The phrase “processes of any other government” is broad and may refer not only
to the judicial processes, but also to administrative or legislative, as well as
constitutional, processes of the Republic of the Philippines or other governmental
agencies established in the Islands during the Japanese occupation. Taking into
consideration the fact that, as above indicated, according to the well-known
principles of international law all judgements and judicial proceedings, which are not
of a political complexion, of the de facto governments during the Japanese military
occupation were good and valid before and remained so after the occupied territory
had come again into the power of the titular sovereign, it should be presumed that it
was not, and could not have been, the intention of General Douglas MacArthur, in
using the phrase “processes of any other government” in said proclamation, to refer
to judicial processes, in violation of said principles of international law.

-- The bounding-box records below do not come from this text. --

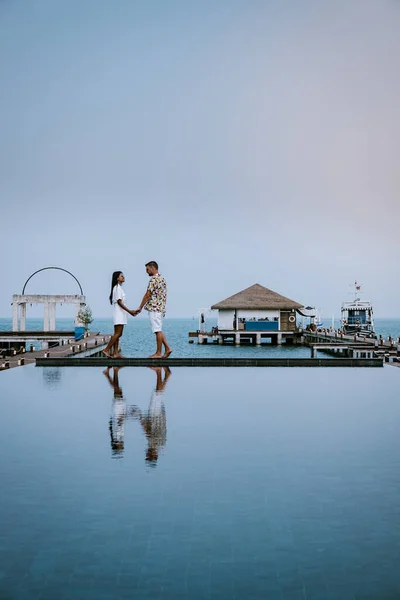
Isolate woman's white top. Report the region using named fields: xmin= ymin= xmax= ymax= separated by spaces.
xmin=113 ymin=283 xmax=128 ymax=325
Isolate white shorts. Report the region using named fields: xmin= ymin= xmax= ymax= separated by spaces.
xmin=149 ymin=310 xmax=162 ymax=333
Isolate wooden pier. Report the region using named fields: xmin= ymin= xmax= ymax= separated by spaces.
xmin=0 ymin=332 xmax=111 ymax=370
xmin=36 ymin=356 xmax=383 ymax=367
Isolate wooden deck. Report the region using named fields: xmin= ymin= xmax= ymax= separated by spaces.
xmin=36 ymin=356 xmax=383 ymax=367
xmin=0 ymin=333 xmax=110 ymax=370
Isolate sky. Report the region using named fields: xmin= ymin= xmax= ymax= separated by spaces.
xmin=0 ymin=0 xmax=400 ymax=318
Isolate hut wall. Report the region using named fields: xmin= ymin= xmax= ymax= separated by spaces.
xmin=280 ymin=310 xmax=296 ymax=331
xmin=218 ymin=310 xmax=235 ymax=329
xmin=237 ymin=308 xmax=279 ymax=321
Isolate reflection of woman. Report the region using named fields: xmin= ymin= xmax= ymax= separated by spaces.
xmin=139 ymin=367 xmax=171 ymax=467
xmin=103 ymin=367 xmax=136 ymax=458
xmin=103 ymin=271 xmax=130 ymax=358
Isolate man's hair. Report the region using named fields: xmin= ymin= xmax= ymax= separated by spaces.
xmin=145 ymin=260 xmax=158 ymax=271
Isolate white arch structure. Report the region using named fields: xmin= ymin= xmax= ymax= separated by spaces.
xmin=12 ymin=267 xmax=86 ymax=331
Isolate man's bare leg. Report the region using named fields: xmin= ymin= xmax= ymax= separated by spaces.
xmin=149 ymin=331 xmax=164 ymax=358
xmin=160 ymin=331 xmax=172 ymax=358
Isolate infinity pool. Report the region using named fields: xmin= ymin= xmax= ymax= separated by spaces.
xmin=0 ymin=367 xmax=400 ymax=600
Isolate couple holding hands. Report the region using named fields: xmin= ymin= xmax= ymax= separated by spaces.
xmin=103 ymin=260 xmax=172 ymax=358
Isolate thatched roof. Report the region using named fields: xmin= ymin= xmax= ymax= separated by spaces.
xmin=211 ymin=283 xmax=303 ymax=310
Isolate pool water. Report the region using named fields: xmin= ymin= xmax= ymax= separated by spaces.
xmin=0 ymin=366 xmax=400 ymax=600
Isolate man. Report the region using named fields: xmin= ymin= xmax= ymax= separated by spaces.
xmin=131 ymin=260 xmax=172 ymax=358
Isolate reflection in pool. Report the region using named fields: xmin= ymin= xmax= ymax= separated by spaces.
xmin=0 ymin=366 xmax=400 ymax=600
xmin=103 ymin=367 xmax=171 ymax=467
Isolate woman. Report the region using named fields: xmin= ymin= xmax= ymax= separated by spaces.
xmin=103 ymin=271 xmax=131 ymax=358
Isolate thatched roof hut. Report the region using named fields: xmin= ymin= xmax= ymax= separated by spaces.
xmin=211 ymin=283 xmax=303 ymax=310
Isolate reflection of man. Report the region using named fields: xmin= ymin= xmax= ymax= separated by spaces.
xmin=103 ymin=367 xmax=137 ymax=458
xmin=139 ymin=367 xmax=171 ymax=467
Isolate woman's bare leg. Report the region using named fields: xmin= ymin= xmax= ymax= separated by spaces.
xmin=103 ymin=325 xmax=124 ymax=358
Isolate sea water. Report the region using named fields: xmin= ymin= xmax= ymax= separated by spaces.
xmin=0 ymin=317 xmax=400 ymax=358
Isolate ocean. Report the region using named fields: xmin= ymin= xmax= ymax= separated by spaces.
xmin=0 ymin=317 xmax=400 ymax=358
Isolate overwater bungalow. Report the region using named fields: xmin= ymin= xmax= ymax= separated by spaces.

Although in theory the authority of the local civil and judicial administration is
suspended as a matter of course as soon as military occupation takes place, in
practice the invader does not usually take the administration of justice into his own
hands, but continues the ordinary courts or tribunals to administer the laws of the
country which he is enjoined, unless absolutely prevented, to respect. An Executive
Order of President McKinley to the Secretary of War states that “in practice, they (the
municipal laws) are not usually abrogated but are allowed to remain in force and to
be administered by the ordinary tribunals substantially as they were before the
occupation. This enlightened practice is, so far as possible, to be adhered to on the
present occasion.” And Taylor in this connection says: “From a theoretical point of
view it may be said that the conqueror is armed with the right to substitute his
arbitrary will for all pre-existing forms of government, legislative, executive and
judicial. From the stand-point of actual practice such arbitrary will is restrained by the
provision of the law of nations which compels the conqueror to continue local laws
and institution so far as military necessity will permit.” Undoubtedly, this practice has
been adopted in order that the ordinary pursuits and business of society may not be
unnecessarily deranged, inasmuch as belligerent occupation is essentially provisional,
and the government established by the occupant of transient character.